“Seharusnya sebelum memutuskan Perppu, harus menilai ulang pelaksanaan UU Anti Terorisme yang sudah ada,” katanya.
Fikri menilai ada keanehan bahwa bahan-bahan pembuatan bom yang ditemukan di kediaman para terduga pelaku cukup mudah dibeli. “Nah bagaimana mekanisme pengawasan terkait bahan yang cukup mudah dibeli itu?” ujarnya.
Bagi Fikri, saat ini masyarakat digiring pada narasi situasi yang berbahaya namun evaluasi upaya pencegahan sebelumnya justru tidak transparan. “Dulu pelaku pemboman di Thamrin kan mantan napi terorisme, sudah pernah ditahan, lalu bagaimana pengawasannya?” ujarnya.
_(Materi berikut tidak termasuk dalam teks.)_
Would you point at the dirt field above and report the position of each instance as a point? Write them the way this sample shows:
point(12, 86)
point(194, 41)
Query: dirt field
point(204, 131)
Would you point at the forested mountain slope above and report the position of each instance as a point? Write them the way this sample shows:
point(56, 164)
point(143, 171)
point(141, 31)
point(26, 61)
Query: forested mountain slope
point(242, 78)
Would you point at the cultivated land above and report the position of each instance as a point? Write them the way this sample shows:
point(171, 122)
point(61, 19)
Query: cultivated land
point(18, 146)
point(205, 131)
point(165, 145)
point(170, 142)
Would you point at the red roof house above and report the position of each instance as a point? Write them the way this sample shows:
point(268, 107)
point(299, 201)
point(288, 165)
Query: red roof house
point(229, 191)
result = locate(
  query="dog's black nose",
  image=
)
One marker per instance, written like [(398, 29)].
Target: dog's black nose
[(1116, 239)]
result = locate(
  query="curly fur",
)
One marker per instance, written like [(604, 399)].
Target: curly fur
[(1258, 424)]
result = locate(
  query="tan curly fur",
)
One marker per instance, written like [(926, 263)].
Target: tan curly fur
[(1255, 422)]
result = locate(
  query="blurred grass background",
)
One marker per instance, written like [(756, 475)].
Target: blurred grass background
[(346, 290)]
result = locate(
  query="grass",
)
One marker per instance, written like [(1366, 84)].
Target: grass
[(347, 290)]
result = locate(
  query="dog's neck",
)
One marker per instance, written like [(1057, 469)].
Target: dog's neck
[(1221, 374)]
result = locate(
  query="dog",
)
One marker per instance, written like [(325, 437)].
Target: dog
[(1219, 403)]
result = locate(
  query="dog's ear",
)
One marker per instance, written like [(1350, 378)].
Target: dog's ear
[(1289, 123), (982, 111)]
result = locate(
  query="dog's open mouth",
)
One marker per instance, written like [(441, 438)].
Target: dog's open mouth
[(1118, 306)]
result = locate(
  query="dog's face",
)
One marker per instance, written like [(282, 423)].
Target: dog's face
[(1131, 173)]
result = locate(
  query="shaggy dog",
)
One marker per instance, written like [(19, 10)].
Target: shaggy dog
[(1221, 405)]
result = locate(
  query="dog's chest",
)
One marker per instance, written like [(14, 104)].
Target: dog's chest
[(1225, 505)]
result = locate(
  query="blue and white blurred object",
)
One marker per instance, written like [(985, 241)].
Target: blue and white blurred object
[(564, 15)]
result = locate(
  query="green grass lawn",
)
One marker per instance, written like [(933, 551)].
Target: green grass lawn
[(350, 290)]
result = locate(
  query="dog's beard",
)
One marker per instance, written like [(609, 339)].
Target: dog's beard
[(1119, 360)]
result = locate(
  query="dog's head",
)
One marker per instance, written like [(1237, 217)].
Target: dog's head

Mewakili sikap KontraS, Fikri mengatakan semua pihak sangat sepakat bahwa tindak pidana terorisme adalah kejahatan dan pelanggaran HAM. “Tapi jangan sampai penyelesaiannya selalu ada di pengesahan RUU Anti Terorisme, bagaimana evaluasi upaya pencegahan oleh Pemerintah sejauh ini? Sinergi BNPT, Densus, dan intelijen,” pungkasnya.